乔辞的五官很漂亮,即便笑意凉薄,看起来也明媚动人。谢云开瞧着她心里面觉得舒畅,本想再多赖一会儿,奈何两人聊的是本司公事,他不好掺和,便赶着牛车先行离开了。
之后的几日,六部的人每次上值,都能看到公廨门口停着的牛车。车上拴着的小牛摇头摆尾地啃草料,时不时从鼻中发出惬意的“呼呼”声,让他们这些苦兮兮坐在公廨里面埋头案牍的人分外羡慕,是以每日下衙之后,大家都爱去公廨门口摸摸它的脑袋,寄托寄托对自己未来生活的期许,就连隔了一条街的御史台和三司也有不少人跟风。
这头小牛犊就这么出其不意地在京朝官之中走红了,连带着每日带着牛来的叶斐然与谢云开也小小的火了一把。
直到春俸发放,叶斐然与谢云开改成了骑马上班,大家还会时不时怀念一番原来在公廨门口“哞哞”叫唤的小牛,更有甚者,还专门买了牛车用以每日上下衙,此乃后话。
买马一事是叶斐然早就计划好的,而谢云开是因为坐了几日犊车,顿觉双腿得到了解放,便再也不想走路了。
用谢云开自己的话来说,这就叫做“由俭入奢易,由奢入简难”。
而三司那边,因着乔辞的一通大清洗,部署内欺诈作假的人少了,办事的效率自然也就高了起来。本以为还需要一阵子才能做出来的犯官赵敬的赃罚钱明细,也提前了好些天就送到了乔辞的手中。
乔辞本打算叫叶斐然来取账簿,小吏曾石却在这个时候进来:“乔大人,内藏库那边前来提此次赃资的人来了。”
乔辞的黛眉微蹙:“他们便这么心急?”
这话曾石不太好答,便只挠了挠头道:“大人要亲自过去看看么?还是让左藏库监官直接开库门就好?”
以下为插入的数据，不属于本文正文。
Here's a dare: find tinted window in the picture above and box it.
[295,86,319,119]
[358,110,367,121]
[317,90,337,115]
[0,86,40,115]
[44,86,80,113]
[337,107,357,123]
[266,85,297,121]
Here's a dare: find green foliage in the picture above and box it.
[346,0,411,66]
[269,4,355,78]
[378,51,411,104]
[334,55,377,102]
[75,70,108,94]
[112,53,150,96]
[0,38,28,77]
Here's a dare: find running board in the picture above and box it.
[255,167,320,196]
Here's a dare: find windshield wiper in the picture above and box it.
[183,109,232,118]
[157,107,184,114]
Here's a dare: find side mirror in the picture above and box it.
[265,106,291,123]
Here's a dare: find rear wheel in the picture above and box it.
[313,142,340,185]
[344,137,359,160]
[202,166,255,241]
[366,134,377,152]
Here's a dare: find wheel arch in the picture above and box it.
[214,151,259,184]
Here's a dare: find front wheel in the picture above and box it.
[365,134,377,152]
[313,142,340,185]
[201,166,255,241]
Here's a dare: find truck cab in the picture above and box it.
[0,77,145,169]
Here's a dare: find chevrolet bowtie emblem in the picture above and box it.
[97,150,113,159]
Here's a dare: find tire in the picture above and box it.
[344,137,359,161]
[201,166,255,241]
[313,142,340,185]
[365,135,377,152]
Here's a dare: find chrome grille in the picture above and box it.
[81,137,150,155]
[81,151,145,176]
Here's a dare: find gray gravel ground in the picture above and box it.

内藏库属于今上的私库,掌管者通常为内侍。如今内侍机构分为内侍省与入内内侍省两省,前者为虚衔,权力早就被与皇帝更为亲近的入内内侍省架空,所以管理内藏的权力自然也落入在入内内侍省手中。
入内内侍省的人常侍奉在今上左右,都是为今上的心腹,所以与他们打交道时需要尤其谨慎,今天有一句话与他们不对付,明天他们便能在今上面前抹黑你几笔,至时死都不知道是怎么死的。
“我亲自过去罢。”乔辞不放心道,“三司之中不想把这笔赃资给内藏的大有人在,我怕他们闹事。”
虽然乔辞也不主张将此次的赃罚钱分给内藏,但是如今程序都在陶恕的威压下走完了,内藏来提赃资是名正言顺,这钱不给是不行的。
乔辞吩咐曾石将赵敬赃资的明细送去给叶斐然,理了理自己身上的公服,起身走了出去。